Las Vegas Sun

April 26, 2024

Ousted PurchasePro chief denies wrongdoing

Charles "Junior" Johnson is denying allegations that he committed securities violations, corporate waste and breach of fiduciary duty in running the failed Las Vegas technology company PurchasePro.com Inc.

Johnson's response in a court filing last week was in answer to a Clark County District Court lawsuit filed by the estate of the bankrupt company against Johnson, PurchasePro's former chairman and chief executive, and other PurchasePro executives and directors.

"Johnson denies each and every allegation," the filing said.

The lawsuit, which stems from complaints brought by disgruntled shareholders in 2001, outlines a series of questionable transactions by the company in 2000 and 2001.

"In short, defendants entered into illegitimate transactions and manipulated certain financial information to make it look like PurchasePro earned more revenue than it did," the lawsuit said.

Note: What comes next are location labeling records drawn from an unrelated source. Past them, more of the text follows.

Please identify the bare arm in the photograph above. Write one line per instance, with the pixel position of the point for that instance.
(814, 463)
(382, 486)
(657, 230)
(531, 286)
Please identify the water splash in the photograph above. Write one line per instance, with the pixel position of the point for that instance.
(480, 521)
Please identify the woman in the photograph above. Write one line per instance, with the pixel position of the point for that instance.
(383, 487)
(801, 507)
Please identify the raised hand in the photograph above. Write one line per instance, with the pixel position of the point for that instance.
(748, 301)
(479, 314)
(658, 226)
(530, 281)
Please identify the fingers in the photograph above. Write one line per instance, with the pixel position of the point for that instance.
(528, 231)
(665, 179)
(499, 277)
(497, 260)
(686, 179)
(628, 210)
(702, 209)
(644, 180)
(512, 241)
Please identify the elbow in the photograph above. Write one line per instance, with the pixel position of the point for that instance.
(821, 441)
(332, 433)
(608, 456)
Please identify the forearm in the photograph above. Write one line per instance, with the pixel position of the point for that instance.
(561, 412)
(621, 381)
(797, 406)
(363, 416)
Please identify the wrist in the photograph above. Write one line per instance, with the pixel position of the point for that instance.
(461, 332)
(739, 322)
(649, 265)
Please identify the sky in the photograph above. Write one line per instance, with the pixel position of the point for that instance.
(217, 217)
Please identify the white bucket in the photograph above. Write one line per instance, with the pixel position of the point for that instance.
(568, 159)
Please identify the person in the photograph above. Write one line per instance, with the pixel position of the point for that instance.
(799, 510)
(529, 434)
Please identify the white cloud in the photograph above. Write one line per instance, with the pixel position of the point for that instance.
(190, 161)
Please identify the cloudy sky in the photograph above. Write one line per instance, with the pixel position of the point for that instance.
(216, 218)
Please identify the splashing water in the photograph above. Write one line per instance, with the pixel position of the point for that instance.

The answer repeatedly denies allegations or indicates that "Johnson lacks the knowledge or information sufficient to form a belief" as to the lawsuit's claims.

Johnson does acknowledge some transactions, with companies such as America Online, which have seen been called into question. Johnson, however, denied allegations that the dealings were improper.

He also acknowledges the recent guilty plea of Jeffrey Anderson, PurchasePro's former senior vice president of sales and strategic development. In that plea, Anderson stated that the company conspired to manipulate the company's revenue figures.

"Johnson denies participating in a scheme artificially to inflate PurchasePro's revenue," Johnson's court filing said.

Gregory Garman, a Las Vegas attorney representing the PurchasePro, would not estimate the total damages sought in the lawsuit.

The estate's lawsuit has now been allowed to take the place of investor lawsuits in both Clark County District Court and U.S. District Court. Garman said ultimately just one suit will be pursued.

PurchasePro was founded by Johnson in 1996. At its pinnacle the company employed more than 1,000 people and its stock traded as high as $395.94 (split-adjusted) in December 1999.

In May 2001, Johnson was ousted by the company's board of directors amid mounting accounting problems. PurchasePro filed for Chapter 11 bankruptcy protection in September 2002.

By the time the sale of PurchasePro 's assets to California-based Perfect Commerce was approved by a bankruptcy court judge in January 2003, the company had about 70 employees. The assets of the company -- which carried a stock value of $3.2 billion in 2000 -- sold for about $2.5 million.